A hash function must be deterministic and easy to compute.

A hash function should try to produce different outputs for different inputs. This is not possible to happen for all inputs when M< |\mathcal D|, for instance. Actually, we should expect to find different elements mapping to the same number as soon as the number of elements in \mathcal D is \Omega(\sqrt M).

The birthday paradox

Suppose that \mathcal D is a set of people and the hashing function h \colon \mathcal D \to \{0,1,\dots,365\} assigns to each person the day of her/his birthday. The birthday paradox refers to the counterintuitive fact that as soon |\mathcal D|>23, then with probability at least \frac{1}{2} there is a collision, i.e. two people in \mathcal D with the same birthday.
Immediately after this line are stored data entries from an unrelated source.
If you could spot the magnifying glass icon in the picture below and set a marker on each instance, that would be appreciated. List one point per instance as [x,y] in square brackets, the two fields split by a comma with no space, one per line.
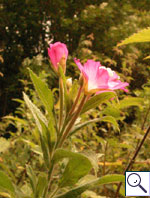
[134,180]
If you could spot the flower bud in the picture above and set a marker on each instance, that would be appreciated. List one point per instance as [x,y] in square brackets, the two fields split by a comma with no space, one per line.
[58,54]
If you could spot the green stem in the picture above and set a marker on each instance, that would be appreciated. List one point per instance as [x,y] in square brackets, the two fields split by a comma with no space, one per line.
[75,102]
[68,117]
[61,92]
[66,133]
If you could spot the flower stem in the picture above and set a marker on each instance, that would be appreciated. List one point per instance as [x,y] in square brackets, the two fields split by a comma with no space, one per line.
[75,102]
[68,117]
[61,95]
[66,133]
[133,159]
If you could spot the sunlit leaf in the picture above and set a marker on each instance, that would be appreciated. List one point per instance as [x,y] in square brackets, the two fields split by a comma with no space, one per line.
[97,100]
[75,192]
[77,167]
[5,183]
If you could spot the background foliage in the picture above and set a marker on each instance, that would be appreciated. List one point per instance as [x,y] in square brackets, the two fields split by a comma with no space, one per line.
[91,29]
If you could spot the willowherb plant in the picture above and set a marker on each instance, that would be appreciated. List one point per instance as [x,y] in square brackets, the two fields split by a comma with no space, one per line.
[96,86]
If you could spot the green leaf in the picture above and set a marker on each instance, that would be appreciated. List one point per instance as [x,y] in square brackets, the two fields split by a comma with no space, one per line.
[78,166]
[113,111]
[97,100]
[32,177]
[147,57]
[141,36]
[45,151]
[75,192]
[5,183]
[112,121]
[41,185]
[37,114]
[44,92]
[104,119]
[130,101]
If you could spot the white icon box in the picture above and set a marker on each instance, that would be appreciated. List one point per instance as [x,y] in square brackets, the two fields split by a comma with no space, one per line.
[137,183]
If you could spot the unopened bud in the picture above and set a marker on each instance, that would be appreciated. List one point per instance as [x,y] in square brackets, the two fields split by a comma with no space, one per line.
[69,83]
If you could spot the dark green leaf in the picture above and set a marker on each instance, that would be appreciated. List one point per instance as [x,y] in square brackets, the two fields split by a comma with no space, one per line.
[44,92]
[97,100]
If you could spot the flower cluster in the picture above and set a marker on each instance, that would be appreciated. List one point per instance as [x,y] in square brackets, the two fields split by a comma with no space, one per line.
[96,78]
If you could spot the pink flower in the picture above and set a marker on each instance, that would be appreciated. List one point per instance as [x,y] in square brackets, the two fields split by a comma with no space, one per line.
[98,78]
[58,54]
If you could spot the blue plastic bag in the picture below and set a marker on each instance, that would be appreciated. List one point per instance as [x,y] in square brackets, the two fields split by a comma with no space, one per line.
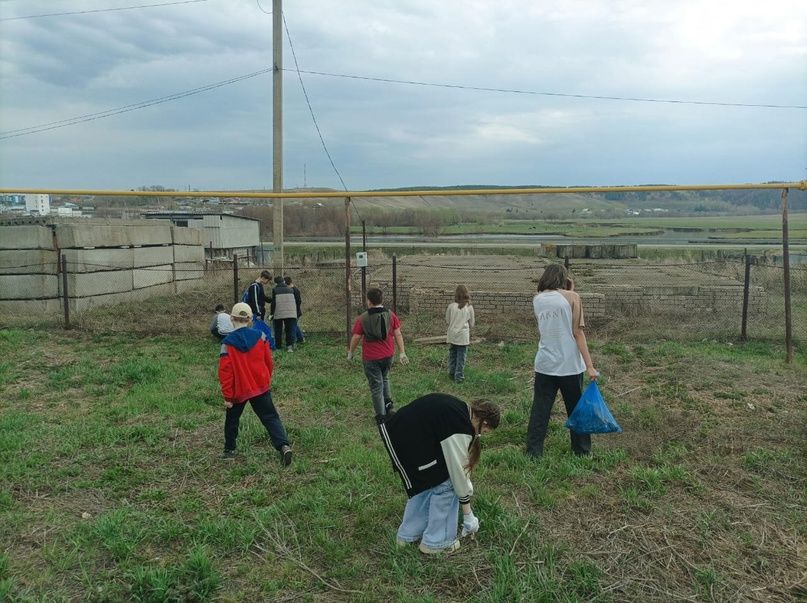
[260,325]
[591,415]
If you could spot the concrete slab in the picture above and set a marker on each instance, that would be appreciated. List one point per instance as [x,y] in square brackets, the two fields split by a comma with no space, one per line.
[189,270]
[26,237]
[181,235]
[152,233]
[91,235]
[155,275]
[152,256]
[39,306]
[85,284]
[189,253]
[28,286]
[28,261]
[97,260]
[82,304]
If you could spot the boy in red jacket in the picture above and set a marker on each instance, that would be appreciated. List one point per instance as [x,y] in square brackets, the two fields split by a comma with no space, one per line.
[245,375]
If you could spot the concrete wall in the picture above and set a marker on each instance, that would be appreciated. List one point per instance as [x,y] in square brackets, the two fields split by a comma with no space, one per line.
[107,262]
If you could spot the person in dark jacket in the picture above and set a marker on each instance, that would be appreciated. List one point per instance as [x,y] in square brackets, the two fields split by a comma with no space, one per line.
[284,313]
[256,296]
[299,336]
[433,443]
[245,375]
[378,330]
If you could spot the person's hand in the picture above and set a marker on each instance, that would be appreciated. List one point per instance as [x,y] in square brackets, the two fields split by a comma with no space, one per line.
[470,524]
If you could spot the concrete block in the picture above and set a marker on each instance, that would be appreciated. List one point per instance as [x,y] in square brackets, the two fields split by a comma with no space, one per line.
[82,304]
[181,235]
[77,235]
[155,275]
[26,307]
[155,232]
[26,237]
[28,261]
[28,286]
[189,253]
[152,256]
[85,284]
[189,270]
[97,260]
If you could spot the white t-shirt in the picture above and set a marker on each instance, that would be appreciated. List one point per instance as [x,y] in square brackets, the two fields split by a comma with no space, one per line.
[224,323]
[558,313]
[460,321]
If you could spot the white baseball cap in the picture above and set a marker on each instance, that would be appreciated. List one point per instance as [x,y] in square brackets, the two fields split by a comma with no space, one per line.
[241,310]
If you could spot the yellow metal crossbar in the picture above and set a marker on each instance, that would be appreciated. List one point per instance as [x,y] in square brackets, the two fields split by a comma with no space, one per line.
[410,193]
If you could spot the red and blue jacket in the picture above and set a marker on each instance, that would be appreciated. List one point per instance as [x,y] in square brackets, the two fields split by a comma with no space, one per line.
[245,365]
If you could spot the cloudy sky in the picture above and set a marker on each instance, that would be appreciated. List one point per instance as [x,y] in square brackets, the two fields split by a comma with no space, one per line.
[58,68]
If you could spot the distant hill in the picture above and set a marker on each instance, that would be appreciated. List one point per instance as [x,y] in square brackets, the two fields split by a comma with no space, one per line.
[684,202]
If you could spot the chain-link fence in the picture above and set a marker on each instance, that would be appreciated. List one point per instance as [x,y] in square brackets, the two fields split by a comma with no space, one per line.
[629,299]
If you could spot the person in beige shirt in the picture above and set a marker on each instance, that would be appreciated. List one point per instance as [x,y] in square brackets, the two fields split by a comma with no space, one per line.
[460,320]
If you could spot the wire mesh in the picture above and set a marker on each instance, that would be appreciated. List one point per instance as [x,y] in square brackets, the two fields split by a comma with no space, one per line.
[629,299]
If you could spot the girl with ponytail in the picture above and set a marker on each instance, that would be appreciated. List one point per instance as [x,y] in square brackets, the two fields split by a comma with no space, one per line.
[434,443]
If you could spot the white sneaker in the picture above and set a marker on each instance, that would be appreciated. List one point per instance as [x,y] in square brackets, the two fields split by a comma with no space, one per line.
[427,550]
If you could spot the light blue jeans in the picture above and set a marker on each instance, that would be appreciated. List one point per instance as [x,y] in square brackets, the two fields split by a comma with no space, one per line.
[431,517]
[456,361]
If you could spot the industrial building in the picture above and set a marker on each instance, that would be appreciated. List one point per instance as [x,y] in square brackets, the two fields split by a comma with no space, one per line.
[223,234]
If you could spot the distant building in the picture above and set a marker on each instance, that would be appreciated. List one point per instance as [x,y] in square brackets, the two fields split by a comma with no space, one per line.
[37,204]
[223,234]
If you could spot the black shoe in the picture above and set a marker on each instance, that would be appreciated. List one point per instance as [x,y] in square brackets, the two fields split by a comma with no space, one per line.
[285,455]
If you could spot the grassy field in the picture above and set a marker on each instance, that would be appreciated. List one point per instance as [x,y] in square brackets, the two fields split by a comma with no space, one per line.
[716,227]
[111,487]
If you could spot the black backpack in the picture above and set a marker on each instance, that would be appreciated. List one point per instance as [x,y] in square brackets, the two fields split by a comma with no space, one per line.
[375,323]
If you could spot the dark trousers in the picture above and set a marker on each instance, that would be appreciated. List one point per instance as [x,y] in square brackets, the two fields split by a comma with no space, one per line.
[377,373]
[288,325]
[267,413]
[544,393]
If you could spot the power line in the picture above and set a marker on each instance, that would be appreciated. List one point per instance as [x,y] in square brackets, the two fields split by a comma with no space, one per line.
[101,10]
[127,108]
[559,94]
[310,108]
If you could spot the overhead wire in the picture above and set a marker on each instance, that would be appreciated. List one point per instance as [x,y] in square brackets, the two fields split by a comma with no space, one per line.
[101,10]
[313,116]
[132,107]
[557,94]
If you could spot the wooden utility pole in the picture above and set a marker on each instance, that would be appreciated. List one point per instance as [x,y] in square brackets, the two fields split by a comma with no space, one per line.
[277,134]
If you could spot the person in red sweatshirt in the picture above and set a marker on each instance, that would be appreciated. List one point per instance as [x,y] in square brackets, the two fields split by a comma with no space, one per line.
[245,375]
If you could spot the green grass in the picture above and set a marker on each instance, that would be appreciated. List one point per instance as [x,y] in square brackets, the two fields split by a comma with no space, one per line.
[111,486]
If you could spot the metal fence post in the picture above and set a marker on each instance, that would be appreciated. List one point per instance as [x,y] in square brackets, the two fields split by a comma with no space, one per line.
[235,278]
[395,283]
[786,266]
[364,268]
[746,289]
[65,299]
[347,269]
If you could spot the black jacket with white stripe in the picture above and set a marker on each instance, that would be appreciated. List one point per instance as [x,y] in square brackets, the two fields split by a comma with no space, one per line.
[428,442]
We say that two distinct elements x, y of \mathcal D collide (under the hash function h) if h(x) = h(y).

Ideally, a good hash function h should evenly distribute the elements of \mathcal D into \{0,1,\dots, M-1\}. That is, for every m\in M, \mathbb E[|\{x\in \mathcal D : h(x)=m\}|]\approx \frac{|\mathcal D|}{M}\ . In other words, on average we should expect about \frac{|\mathcal D|}{M}-many elements of \mathcal D being mapped to any particular value. The value \frac{|\mathcal D|}{M} is called the load factor and it is often denoted with the greek letter \alpha.
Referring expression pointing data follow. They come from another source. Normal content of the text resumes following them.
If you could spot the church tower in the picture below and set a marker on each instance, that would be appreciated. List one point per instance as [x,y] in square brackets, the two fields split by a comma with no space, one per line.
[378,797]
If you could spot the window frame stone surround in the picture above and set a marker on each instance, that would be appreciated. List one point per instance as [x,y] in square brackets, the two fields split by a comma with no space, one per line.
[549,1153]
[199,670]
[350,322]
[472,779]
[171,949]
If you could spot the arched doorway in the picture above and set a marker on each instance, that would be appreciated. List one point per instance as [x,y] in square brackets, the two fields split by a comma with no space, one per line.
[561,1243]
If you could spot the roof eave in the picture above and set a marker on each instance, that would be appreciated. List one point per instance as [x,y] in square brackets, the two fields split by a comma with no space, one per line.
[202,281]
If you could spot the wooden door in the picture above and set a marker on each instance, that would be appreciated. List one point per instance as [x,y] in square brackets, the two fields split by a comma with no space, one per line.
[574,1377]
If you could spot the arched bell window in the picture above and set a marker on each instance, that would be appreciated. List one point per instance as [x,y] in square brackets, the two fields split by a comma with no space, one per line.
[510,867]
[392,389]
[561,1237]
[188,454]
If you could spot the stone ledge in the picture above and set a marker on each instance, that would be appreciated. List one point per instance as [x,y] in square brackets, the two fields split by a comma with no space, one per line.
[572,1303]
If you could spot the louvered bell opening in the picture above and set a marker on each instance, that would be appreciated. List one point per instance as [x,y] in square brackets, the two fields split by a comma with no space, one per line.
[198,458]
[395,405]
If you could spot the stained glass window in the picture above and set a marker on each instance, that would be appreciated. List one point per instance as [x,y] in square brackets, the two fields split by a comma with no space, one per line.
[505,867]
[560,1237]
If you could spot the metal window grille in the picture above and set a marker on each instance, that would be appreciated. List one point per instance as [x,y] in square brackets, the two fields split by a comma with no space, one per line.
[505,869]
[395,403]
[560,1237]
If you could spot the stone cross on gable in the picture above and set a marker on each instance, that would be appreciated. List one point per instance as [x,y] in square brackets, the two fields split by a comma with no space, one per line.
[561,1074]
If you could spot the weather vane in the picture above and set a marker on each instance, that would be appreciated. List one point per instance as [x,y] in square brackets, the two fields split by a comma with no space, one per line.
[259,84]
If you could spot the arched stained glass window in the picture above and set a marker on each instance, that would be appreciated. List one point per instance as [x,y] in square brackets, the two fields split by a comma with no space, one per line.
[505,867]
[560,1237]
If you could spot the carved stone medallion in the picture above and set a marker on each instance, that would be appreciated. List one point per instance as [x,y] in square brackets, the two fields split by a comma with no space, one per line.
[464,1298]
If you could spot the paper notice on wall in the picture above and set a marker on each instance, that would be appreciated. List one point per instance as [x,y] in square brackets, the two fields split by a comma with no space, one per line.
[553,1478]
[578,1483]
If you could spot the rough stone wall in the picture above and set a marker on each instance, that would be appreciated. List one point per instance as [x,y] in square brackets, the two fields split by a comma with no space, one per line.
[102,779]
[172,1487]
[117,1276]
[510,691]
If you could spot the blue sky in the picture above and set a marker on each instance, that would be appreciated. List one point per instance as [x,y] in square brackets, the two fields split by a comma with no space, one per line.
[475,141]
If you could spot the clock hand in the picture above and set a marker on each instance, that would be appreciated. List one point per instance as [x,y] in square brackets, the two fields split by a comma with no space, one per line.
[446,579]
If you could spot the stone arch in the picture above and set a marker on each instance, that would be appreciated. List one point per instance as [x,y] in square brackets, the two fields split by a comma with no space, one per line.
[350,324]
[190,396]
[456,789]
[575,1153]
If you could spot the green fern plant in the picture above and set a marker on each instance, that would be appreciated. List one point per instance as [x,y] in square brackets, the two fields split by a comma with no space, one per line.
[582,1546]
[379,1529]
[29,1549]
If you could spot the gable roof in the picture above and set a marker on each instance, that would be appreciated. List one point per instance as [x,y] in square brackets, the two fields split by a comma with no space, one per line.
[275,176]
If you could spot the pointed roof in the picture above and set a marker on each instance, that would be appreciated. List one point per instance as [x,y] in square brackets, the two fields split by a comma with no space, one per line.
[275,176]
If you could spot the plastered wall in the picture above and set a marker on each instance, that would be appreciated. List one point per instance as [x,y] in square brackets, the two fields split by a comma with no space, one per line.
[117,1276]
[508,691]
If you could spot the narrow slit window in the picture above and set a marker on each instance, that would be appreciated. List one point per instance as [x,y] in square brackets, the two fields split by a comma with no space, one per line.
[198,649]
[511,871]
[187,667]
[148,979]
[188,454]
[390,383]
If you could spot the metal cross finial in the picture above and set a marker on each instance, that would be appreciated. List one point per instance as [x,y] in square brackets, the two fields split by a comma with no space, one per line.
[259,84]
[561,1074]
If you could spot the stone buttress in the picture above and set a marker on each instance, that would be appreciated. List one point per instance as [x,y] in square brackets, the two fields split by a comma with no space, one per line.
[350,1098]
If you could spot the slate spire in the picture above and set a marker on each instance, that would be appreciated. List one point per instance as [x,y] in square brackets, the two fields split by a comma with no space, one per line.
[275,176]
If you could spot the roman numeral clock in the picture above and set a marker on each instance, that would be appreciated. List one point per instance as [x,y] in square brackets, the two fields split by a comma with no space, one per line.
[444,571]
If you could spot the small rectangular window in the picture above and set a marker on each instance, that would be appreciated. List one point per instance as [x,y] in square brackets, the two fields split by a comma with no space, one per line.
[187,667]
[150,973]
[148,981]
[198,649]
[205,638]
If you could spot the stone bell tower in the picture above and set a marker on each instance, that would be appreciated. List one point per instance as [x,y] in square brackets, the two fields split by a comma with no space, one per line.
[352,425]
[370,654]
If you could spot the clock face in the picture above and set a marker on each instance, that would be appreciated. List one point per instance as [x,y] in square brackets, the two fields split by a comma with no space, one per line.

Contruction of hash functions

Defining a good hash function is not an easy task and it requires a solid background in several branches of Math. This task is very closely related to the definition of good pseudo-random number generators.
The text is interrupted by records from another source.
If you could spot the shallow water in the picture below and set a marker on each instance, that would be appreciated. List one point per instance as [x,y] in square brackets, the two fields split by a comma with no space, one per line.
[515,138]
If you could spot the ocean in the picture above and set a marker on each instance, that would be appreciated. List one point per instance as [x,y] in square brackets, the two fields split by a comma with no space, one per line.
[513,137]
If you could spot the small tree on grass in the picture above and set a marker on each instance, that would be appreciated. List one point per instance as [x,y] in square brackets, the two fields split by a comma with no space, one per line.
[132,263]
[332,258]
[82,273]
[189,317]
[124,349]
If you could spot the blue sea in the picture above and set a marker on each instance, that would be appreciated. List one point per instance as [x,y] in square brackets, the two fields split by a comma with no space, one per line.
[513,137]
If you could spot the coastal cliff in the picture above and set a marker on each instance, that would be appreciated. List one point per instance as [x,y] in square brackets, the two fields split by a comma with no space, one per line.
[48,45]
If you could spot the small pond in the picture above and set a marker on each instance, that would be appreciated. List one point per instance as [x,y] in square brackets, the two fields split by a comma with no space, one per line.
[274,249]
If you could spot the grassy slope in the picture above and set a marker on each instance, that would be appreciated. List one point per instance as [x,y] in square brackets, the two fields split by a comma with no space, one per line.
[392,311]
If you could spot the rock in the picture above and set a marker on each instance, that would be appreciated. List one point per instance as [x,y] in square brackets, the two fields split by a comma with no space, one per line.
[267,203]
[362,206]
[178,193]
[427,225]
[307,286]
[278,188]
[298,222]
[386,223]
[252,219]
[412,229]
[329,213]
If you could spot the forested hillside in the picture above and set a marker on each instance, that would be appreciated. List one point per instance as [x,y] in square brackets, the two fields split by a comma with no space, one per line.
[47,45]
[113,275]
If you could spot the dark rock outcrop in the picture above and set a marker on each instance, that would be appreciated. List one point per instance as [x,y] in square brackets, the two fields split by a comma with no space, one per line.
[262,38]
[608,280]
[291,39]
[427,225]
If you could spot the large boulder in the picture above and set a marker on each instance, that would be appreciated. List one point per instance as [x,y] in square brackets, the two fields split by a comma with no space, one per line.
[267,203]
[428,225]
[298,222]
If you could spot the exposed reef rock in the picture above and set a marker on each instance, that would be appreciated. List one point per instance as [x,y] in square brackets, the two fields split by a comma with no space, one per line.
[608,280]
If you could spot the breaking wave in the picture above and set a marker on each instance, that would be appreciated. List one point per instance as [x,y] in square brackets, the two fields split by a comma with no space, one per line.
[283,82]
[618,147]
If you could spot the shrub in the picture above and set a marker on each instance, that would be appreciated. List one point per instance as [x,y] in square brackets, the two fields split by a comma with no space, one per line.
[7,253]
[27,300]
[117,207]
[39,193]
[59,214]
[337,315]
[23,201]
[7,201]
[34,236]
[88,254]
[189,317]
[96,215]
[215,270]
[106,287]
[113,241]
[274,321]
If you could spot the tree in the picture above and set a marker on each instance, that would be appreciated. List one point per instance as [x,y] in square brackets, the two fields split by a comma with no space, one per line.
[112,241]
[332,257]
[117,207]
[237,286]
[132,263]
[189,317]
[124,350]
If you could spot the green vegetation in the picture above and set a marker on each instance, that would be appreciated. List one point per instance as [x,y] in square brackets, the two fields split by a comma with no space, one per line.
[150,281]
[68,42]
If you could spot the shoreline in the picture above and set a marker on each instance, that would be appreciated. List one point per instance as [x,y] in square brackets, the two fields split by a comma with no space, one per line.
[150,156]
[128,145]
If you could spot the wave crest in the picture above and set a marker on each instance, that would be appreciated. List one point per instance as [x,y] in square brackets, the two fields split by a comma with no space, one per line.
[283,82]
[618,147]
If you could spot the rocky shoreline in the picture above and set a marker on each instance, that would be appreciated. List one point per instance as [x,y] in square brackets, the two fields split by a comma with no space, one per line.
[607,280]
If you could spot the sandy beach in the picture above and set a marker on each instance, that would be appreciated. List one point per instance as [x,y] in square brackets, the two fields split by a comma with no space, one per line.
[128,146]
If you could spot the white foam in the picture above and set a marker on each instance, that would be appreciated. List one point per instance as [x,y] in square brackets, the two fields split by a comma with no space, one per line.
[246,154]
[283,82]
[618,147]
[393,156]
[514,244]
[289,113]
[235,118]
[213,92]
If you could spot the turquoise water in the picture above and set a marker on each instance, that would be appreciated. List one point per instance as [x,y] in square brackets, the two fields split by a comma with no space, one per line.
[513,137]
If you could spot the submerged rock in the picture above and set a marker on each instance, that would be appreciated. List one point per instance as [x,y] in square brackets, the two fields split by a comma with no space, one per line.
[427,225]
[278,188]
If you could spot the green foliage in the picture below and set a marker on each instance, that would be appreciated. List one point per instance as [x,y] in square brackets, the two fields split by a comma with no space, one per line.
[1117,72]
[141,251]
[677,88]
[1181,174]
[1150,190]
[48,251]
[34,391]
As a general rule, the keys are first converted to positive integers (reading the binary representation of the key as a number), some mathematical transformation is applied, taking the result modulo M. For various theoretical reasons, it is a good idea that M is a prime number.

Hash functions are extremely important, for instance in cryptography. Here we only see how to use hash functions to tell whether an element x is in \mathcal D or not efficiently.

This is done using the so-called hash tables with separate chaining. First create M buckets. Then use a hash function h to associate each possible element in \mathcal D with one bucket. Then, to tell wether an element x is in \mathcal D or not we can just compute h(x), go to the bucket corresponding to h(x) and look the elements stored there one by one, until we find x or we have seen all elements of the bucket and we didn’t find x.

To achive this we can use an array A of linked lists, A[i] will correspond to the ith bucket. All the elements of \mathcal D mapped by h to i are stored in A[i] using a linked list.

Example

Given \mathcal D=\{0, 4, 6, 10, 12, 13, 17, 19, 23, 25, 30\}, M=13 and h(x)= x\pmod M, then a hash table with separate chaining looks like the following.

Assuming a good hash function, i.e. one that spreads the elements approximately evenly, the expected time to look up for an element in a hash table is O(1 + \frac{|\mathcal D|}{M})=O(1+\alpha). So, if \alpha is a constant this is O(1).

For insertions in a hash table with separate chaining, we access the apropriate linked list using the hash function, and scan the list to find out whether the key was already present or not. If present, we modify the associated value; if not, a new node with the pair ⟨key,value⟩ is added to the list. Since the lists contain very few elements each, the simplest and more efficient solution is to add elements to the front.

There is no need for double links, sentinels, etc. Sorting the lists or using some other sophisticated data structure instead of linked lists does not report real practical benefits.